Garcia de la Torre underlines that the sectoral debate no longer revolves around whether the industry has a place in the financial system, but rather how to integrate it: “The conversation is no longer focused solely on risks or compliance, but on competitiveness, infrastructure and use cases”. In his opinion, regulatory evolution—both in the US and in Europe—has raised the bar for controls and transparency, reinforcing the maturity of the ecosystem.

Historic opportunity or burst bubble?

Despite the red color on the screens, the sector’s fundamentals seem stronger than ever. Carlos Molinillofinancial analyst at Learning Heores, points out that the technical indicators are at levels of record undervaluation.

He RSI (Relative Strength Index) has hit lows that, historically, have marked bottoms before parabolic rises. Furthermore, Molinillo highlights the concept of “dry gunpowder”: there are more than 314 billion dollars in stablecoins waiting on exchanges, ready to be invested as soon as volatility settles.

This vision is shared by Ruben Ayusomanaging partner at A&G Global Investors, who emphasizes that the stablecoin market is no longer pure speculation. “Its annual transaction volume is already greater than that of Visa and Mastercard combined. It is financial infrastructure operating on a global scale”, he states. Ayuso It also focuses on the tokenization of real assets (bonds or monetary funds), which already exceeds 20,000 million dollars and that giants like BlackRock consider the future of capital markets.

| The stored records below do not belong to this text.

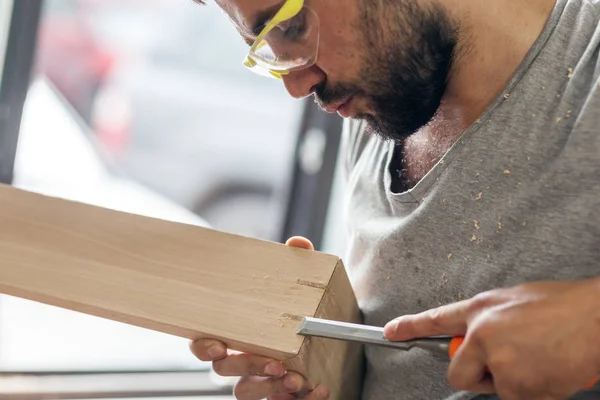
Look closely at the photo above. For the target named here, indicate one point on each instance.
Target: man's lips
(333, 107)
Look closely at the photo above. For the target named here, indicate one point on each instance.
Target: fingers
(320, 393)
(467, 370)
(301, 242)
(208, 349)
(256, 388)
(248, 365)
(446, 320)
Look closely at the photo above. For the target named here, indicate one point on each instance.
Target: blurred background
(144, 106)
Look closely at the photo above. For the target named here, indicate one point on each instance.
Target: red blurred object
(71, 58)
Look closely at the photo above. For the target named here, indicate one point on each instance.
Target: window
(144, 106)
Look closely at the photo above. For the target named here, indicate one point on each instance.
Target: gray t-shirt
(516, 199)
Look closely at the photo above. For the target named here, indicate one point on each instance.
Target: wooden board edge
(339, 365)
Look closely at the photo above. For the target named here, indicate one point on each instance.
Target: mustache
(327, 94)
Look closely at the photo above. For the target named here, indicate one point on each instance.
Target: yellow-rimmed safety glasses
(289, 42)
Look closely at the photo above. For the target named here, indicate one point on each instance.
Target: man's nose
(302, 83)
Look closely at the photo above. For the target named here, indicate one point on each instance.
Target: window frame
(17, 66)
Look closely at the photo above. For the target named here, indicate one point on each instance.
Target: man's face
(384, 61)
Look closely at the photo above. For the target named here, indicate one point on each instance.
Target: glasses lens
(290, 45)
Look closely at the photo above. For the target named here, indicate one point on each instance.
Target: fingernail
(390, 329)
(216, 351)
(274, 369)
(291, 383)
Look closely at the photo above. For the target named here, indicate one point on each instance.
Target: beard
(408, 54)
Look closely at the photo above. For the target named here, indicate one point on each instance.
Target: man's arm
(539, 340)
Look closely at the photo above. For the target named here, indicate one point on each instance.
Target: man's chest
(494, 211)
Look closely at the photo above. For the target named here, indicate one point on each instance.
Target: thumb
(446, 320)
(299, 241)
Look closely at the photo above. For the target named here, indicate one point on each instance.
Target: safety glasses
(289, 42)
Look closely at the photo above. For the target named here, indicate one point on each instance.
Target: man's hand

A future based on implementation

In 2026, the debate is no longer whether cryptocurrencies will survive, but how they will be deployed responsibly. According to a report by WisdomTreethe price discovery phase has given way to the portfolio allocation. “The objective is not to maximize exposure, but to optimize it within a global risk framework,” the manager explains. Bitcoin is already being analyzed as a digital scarcity assetcomparable to gold, but with the agility of blockchain technology.

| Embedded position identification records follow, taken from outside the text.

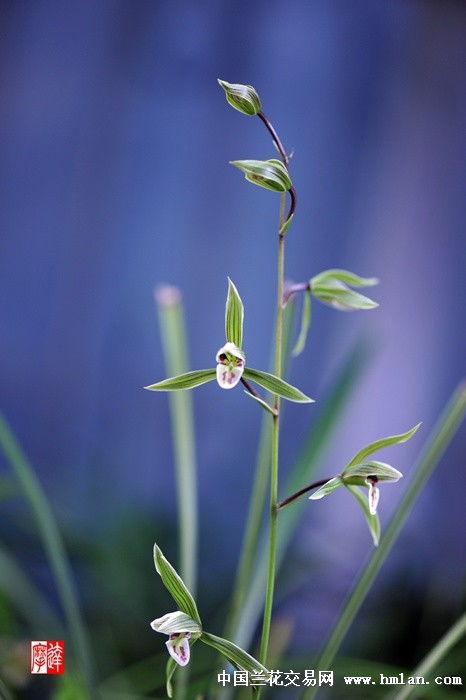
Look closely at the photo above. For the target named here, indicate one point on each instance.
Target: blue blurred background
(115, 178)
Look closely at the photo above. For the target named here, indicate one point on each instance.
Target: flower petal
(178, 648)
(229, 375)
(175, 623)
(373, 497)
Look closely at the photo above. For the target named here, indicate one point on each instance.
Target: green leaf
(305, 324)
(184, 381)
(263, 403)
(244, 98)
(342, 298)
(358, 473)
(237, 656)
(175, 586)
(169, 671)
(276, 385)
(372, 520)
(271, 174)
(327, 488)
(234, 316)
(344, 276)
(384, 442)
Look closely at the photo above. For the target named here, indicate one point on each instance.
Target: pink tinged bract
(178, 647)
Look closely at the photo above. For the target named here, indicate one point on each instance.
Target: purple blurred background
(115, 178)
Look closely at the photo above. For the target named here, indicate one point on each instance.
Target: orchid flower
(179, 628)
(184, 627)
(231, 364)
(360, 472)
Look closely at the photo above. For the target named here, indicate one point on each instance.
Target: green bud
(271, 174)
(242, 97)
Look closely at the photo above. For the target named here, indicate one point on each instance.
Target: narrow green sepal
(233, 653)
(358, 473)
(184, 381)
(234, 316)
(345, 276)
(170, 669)
(276, 385)
(271, 174)
(379, 444)
(341, 297)
(327, 488)
(372, 520)
(175, 585)
(244, 98)
(332, 287)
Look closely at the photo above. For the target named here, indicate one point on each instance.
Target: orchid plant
(333, 287)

Even the world of decentralized finance (DeFi) is crossing the bridge to the traditional system. A recent milestone has been the use of the platform Uniswap on the part of BlackRock to liquidate your tokenized treasury fund, validating the efficiency of these networks to move capital instantly and securely. This shows that, while the price suffers, the infrastructure It continues to be built in silence.

A new scenario

This first year of Trump leaves a clear lesson: bitcoin is no longer that “experiment” of a few computer scientists. It has become a piece of geopolitical board and financial. The arrival of clear regulation in the US and Europe (MiCA) offers greater consumer protectionreducing the risk of fraud like those of the past. However, the volatility is still there.

The average investor must understand that now bitcoin dances to the tune of Federal Reserve. If interest rates fall and liquidity flows, the asset tends to shine; If there are tariff tensions or risk aversion, bitcoin is one of the first to suffer. As the teacher concludes David Tercero-Lucasthe market is now “deeper, but also more sensitive to systemic shocks.” The experts’ recommendation is clear: training and prudence.

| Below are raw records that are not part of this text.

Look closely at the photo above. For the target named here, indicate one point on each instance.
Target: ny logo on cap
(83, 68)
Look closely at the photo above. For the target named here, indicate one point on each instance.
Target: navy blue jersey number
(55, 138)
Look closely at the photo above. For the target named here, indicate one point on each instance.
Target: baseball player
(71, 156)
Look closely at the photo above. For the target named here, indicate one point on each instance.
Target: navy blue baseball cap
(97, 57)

The it was Trump has opened the doors wide to cryptocurrencies, but that freedom brings with it a new responsibility for the investor: understanding that bitcoin no longer runs alone, but is an integral part of the global economic gear.

The crypto ecosystem has passed its “resistance test”. Despite the 45% drop, institutional conviction remains firm. Capital outflows from ETFs have been minimal (barely 5%), suggesting that professional money is here to stay with a vision of long term.

The United States has laid the foundation; Now it remains to be seen if geopolitics, this regulatory framework and institutional appetite are enough for bitcoin to regain its crown and surpass, in the next cycle, the historical highs that political euphoria promised at the time.